Friday, April 6, 2007

Beautiful Flotsam


I found Nader Hasan's art by complete accident, during one of my crazy search-threads on Google. Mr. Hasan, originally from Jordan and now living in Montreal, makes art out of found bits and pieces from anywhere he happens to find them.
“I am obsessed with small work,” he told the McGill Daily, a newspaper for McGill University. It is true: Mr. Hasan's work has the same kind of obsessive arrangement as some of the best Kunstkammern, or the Sedlec Ossuary (see below). Things that most people would walk right past are actually treasures which, when put in one of Mr. Hasan's arrangements, make you suddenly aware of their beauty.


What I love about this work is its attention to detail, the fearlessness of the presentation, and the eye Mr. Hasan has for how things will look together. Small things can so often be, simply, junk; yet even plastic daisies and old (but not antique) radio knobs are reborn in this new context; somehow the age of the materials (old enough to look old without being precious antiques) give these arrangements a mystique; we feel we are holding history in our hands, collected - though whose history is not clear.


I have, since childhood, been obsessed with things that carry mana, which in the Oceanic sense is "an impersonal force or quality that resides in people, animals, and inanimate objects and that instills in the appreciative observer a sense of respect or wonder." [wiki] In other words, for some objects a kind of life-magic clings to them or is infused into them. In some descriptions, mana can rub off of powerful people onto their objects, like pollen rubbing off on to a bee's legs - and if you are the possessor of an object with mana, your own mana increases as a result.

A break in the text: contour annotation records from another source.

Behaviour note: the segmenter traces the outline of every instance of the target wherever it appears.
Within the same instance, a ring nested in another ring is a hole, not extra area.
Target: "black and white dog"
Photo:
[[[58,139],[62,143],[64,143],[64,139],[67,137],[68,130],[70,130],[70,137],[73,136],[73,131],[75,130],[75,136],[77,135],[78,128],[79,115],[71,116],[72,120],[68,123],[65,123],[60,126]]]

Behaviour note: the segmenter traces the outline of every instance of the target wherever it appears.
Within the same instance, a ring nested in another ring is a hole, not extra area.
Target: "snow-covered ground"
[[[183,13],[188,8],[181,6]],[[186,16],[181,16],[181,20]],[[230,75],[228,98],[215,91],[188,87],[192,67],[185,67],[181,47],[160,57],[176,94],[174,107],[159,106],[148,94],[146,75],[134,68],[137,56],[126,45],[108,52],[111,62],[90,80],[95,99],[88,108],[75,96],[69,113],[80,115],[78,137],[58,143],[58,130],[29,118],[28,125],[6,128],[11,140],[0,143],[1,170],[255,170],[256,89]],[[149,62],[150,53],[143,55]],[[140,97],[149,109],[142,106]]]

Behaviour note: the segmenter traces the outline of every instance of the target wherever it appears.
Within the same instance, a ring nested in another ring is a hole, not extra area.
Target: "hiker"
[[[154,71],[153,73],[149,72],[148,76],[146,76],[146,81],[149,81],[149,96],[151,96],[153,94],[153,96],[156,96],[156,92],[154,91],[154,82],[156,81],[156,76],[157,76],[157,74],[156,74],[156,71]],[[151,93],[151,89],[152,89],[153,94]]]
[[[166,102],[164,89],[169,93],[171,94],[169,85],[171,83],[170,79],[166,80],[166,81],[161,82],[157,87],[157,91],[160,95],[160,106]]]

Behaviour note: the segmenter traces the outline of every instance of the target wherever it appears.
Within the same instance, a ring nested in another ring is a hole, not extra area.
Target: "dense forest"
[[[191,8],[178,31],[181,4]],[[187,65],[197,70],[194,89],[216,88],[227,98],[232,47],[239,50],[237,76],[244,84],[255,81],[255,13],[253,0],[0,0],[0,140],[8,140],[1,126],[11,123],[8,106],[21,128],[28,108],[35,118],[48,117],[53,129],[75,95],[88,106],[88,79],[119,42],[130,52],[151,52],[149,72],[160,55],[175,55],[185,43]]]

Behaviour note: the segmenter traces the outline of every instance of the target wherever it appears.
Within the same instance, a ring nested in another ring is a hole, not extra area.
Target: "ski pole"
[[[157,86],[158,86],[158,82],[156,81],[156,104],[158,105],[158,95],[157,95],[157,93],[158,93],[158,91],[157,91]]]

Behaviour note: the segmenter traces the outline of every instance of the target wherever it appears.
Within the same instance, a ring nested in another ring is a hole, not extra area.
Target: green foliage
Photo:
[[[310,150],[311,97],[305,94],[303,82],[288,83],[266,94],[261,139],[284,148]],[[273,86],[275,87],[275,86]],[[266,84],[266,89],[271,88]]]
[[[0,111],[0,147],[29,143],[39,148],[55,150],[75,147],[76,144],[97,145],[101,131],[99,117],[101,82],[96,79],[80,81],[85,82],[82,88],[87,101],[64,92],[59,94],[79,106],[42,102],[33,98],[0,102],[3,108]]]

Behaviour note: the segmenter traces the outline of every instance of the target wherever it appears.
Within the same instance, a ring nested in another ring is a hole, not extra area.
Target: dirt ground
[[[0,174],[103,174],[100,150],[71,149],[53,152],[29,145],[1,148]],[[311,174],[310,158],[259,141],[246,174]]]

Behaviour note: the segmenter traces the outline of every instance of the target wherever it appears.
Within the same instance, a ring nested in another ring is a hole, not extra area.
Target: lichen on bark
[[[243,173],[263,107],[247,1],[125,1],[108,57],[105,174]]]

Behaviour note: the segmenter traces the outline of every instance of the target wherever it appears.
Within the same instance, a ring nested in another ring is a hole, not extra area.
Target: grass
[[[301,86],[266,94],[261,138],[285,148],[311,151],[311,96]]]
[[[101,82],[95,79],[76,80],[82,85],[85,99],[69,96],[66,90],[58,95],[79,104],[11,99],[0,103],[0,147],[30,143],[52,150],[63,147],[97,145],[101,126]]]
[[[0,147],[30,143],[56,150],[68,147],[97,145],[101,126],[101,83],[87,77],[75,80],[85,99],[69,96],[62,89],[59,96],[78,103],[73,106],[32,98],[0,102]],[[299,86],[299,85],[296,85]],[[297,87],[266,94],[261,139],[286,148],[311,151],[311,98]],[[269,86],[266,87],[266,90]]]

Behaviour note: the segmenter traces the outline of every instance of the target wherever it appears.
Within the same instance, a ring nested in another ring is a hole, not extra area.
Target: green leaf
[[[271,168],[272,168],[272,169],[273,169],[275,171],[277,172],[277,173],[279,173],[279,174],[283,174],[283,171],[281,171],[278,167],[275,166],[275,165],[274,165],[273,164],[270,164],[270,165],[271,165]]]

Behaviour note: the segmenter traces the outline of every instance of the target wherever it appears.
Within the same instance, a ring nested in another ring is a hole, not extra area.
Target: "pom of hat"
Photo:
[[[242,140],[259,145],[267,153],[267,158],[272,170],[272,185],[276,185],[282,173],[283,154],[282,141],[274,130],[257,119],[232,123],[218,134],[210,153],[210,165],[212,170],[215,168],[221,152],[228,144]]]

In Hawaii, for example, contact with an object owned by the King was often powerful enough to kill a normal person. In my own childhood cosmology, which was built on hearsay, all objects had mana, and the amount varied depending on the object's history and usage. I was left with the feeling that if something had enough magic in it, it could become independent, moving around when I wasn't looking...

But that's another story.

In any case this is why I like Nader Hasan's work: he takes the small, tiny mana of everyday objects, and assembles them, gluing them together with his own artist's mana until they glow with their own kind of power. These small conglomerations of life-magic hold more than the sum of their parts, in every sense of the idea: they exert a sort of power over the senses, making us bend closer to see, making us want to keep one in our house in a shrine, making us wonder about the histories we are looking at - and, finally, making us wish, as always, that we could do that too.

1 comment:

Unknown said...

Thank you for the art and for the paragraph about mana. It's another way to talk about some things I've experienced/felt.
This is a wonderful mind looping website.